The research giant knows the importance of tight partnerships in Victoria
By Mat Loup
Among those leading the charge in British Columbia's biotech sector, have a look at PRA International. One of the top five global contract research organizations, the company has a significant presence in Victoria.
PRA's mission is clear: to develop medications with its partners to improve the lives of patients world-wide. And some of those partners are B.C.'s finest biotech companies, as Victoria has housed one of PRA's three global data management hubs since 2002. Here, PRA provides a whole suite of services, from protocol and product development to flexible data capture technologies, all the way to clinical trials and execution to industry-recognized standards. The other hubs are in Swansea, Wales; and Lenexa, Kansas.
According to Bruce Teplitzky, PRA's executive vice-president for strategic business development, keeping it close to home is a vital part of the company's future. "PRA is really a local business," he says. "Typically, the people that work at PRA in Victoria have very close relationships with the personnel that work in the B.C. biotech scene.
We partner very tightly with them." PRA has come a long way from its foundation in Virginia in 1976 in data management and biostatistics. Success brought expansion and then a three-year period of going public that ended in December 2007, when the company was taken private again by Genstar Capital LLC, a private equity investment firm with more than $3 billion of committed capital on its books.
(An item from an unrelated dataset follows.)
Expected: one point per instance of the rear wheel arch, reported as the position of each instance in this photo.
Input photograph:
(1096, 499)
PRA now has approximately 3,500 staff members distributed among 26 offices over five continents.
At least half of the company's focus is on emerging biotech, with particular attention paid to the development of drugs for the central nervous system, cancer, allergy and respiratory problems.
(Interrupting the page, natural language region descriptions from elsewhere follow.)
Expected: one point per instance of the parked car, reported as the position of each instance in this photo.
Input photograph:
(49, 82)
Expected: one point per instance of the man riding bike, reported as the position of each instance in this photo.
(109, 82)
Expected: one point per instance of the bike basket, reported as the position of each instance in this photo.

A new drug can take eight years and four phases of clinical research to arrive on the commercial market, but PRA speeds up the time for availability.
Phase I is the first introduction of a new chemical into a human being, typically done through a volunteer population. If that proves safe, then the trial moves to Phase II, which is typically small and tightly controlled and is usually the first time the drug is tested on the actual target population.
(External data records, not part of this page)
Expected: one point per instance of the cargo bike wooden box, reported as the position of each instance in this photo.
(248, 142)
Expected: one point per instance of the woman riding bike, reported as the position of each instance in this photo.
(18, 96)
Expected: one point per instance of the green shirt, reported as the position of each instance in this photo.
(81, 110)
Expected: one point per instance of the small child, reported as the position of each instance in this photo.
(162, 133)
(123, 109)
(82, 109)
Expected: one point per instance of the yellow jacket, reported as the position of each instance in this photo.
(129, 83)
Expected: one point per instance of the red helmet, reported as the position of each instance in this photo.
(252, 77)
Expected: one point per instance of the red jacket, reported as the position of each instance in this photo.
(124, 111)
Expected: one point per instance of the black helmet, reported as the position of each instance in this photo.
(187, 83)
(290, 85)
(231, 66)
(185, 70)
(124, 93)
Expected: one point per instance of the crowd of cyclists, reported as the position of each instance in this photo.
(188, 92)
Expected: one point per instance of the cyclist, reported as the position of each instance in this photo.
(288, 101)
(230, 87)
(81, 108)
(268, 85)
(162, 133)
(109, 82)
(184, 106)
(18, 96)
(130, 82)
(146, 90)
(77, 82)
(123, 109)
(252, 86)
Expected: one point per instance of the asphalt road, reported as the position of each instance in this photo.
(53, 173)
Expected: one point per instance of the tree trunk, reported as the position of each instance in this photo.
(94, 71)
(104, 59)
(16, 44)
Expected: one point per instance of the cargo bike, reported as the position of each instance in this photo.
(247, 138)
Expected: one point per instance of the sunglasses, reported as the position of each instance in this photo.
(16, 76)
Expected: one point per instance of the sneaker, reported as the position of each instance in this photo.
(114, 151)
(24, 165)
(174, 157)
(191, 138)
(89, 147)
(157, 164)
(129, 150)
Phase III tests the successful hypothesis on a larger population to enable the drug's registration with regulatory authorities.
Finally, Phase IV is the follow-up trial, conducted over a much more substantial population and normally required by governments before the drug is used commercially.
"A lot of biotech firms have three or four candidates to test, and we help them rationalize," says Teplitzky. "With a limited amount of cash and four molecules, how do you find out which of those molecules to prioritize? That's where we come in to advise." On the world stage, PRA's principal competitors in this highly specialized field are Quintiles Transnational Corp., PPD, Covance and ACON Laboratories, Inc. But in Victoria, biotech knows it counts a true giant as one of its own.